Kava, an aspiring lending protocol, wants to rival Maker Protocol as a CDP platform that accepts a variety of assets as collateral. In a bid to bring liquidity to the protocol’s native stablecoin, USDX, Framework Ventures is proposing incentives to onboard more users.
But will this be enough to tackle DeFi behemoth MakerDAO?
Enhancing Kava’s Native Liquidity
Kava functions like a hybrid of Maker and what would be Ethereum 2.0.
The protocol’s native token, KAVA, is staked by entities that become validators for the network. These validators earn 3-20% annually for validating transactions.
Assets like BTC, BNB, XRP, and ATOM are used as collateral to mint a loan in USDX, similar to Maker’s use of ETH and ERC-20 assets. The borrower pays a stability fee when they close their loan.
In accepting so many different kinds of collateral and leveraging Cosmos’ interoperability features, Kava is hoping to expand DeFi beyond Ethereum.
A significant challenge lies ahead for Kava, however.
To financially scale and rival Maker, Kava needs to attract just as much usage. This traction is necessary to improve the low liquidity that the USDX stablecoin is currently experiencing.
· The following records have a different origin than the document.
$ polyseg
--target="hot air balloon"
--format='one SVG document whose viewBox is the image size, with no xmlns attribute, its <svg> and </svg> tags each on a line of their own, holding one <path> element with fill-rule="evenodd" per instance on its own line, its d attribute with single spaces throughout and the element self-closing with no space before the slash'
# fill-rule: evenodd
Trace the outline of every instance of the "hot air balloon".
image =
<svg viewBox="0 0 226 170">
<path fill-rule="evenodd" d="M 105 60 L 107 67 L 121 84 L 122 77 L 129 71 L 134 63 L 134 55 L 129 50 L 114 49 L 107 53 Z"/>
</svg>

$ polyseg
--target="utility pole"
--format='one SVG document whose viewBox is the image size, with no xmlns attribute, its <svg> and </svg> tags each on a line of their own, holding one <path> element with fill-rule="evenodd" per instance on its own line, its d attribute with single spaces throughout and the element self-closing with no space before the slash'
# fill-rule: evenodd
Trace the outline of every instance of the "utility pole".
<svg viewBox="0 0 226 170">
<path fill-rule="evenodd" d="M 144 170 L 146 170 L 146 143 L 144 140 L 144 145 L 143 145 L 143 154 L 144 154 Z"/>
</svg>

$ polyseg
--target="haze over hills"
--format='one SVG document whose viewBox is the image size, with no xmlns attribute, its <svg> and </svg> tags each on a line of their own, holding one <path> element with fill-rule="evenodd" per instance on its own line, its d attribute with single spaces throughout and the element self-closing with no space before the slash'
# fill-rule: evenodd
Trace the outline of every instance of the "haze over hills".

Framework Ventures, a DeFi-friendly venture firm, recently proposed a new incentive for borrowers that may help resolve Kava’s liquidity woes. The proposal suggests a diminishing inflation schedule on top of the inflation rewards directed to validators for staking.
To be clear, staking validators are not the same as users who open CDPs on Kava.
The new inflation proposal will encourage more borrowers to open CDPs and create a liquid, robust USDX market. Framework’s suggestion also includes a mechanism to curb exploitation.
Whales could hypothetically buy KAVA, mint USDX, claim their KAVA rewards, then burn the USDX (their debt), and sell their initial KAVA along with their reward for minting. This doesn’t help liquidity; the USDX is burnt, and the reward adds to market supply, creating downward pressure on price.
To curb this, Framework proposes a 52-week lock-in of earned KAVA tokens so minters have a reason to stick around and continue providing liquidity. Moreover, minters can’t immediately sell the rewards.
A community vote is scheduled for today to accept or reject the proposal.
The Opportunity: Cross-Chain DeFi
Ethereum’s DeFi stack had over $1.3 billion worth of tokens locked in during February 2020. It is by far the most liquid and comprehensive iteration of DeFi.
But a lack of interoperability between Ethereum and other blockchains proved hazardous during the latest market downturn. CEO of Kava Labs, Brian Kerr, said that:
“The turbulent market conditions exposed frailties in the design and ecosystem of specific DeFi applications like MakerDao and capability limitations of the Ethereum platform. While the situation presents valuable learning, it should be seen as specific failures in design and not attributed as problems the greater DeFi landscape will face.”
Inefficiencies in the Maker network have been subject to considerable attention in light of mass liquidations. Maker holders have also voted to hold an auction to help restore the protocol’s current deficit. Kerr added that the auction may be bearish in the near term, but “it’s necessary to return stability and balance to [Maker’s] system.”
Critically, Maker runs on Ethereum and can only integrate Ethereum-based assets. Although Maker recently added USDC as collateral, the project has been criticized for integrating a centralized asset issued by Circle.
Kava faces similar criticism, integrating fairly centralized assets like XRP and BNB that rely on a closed set of company selected validators.
However, the opportunity in cross-chain DeFi to help non-Ethereum chains join in on the DeFi narrative is compelling, and Kava could be vital to this.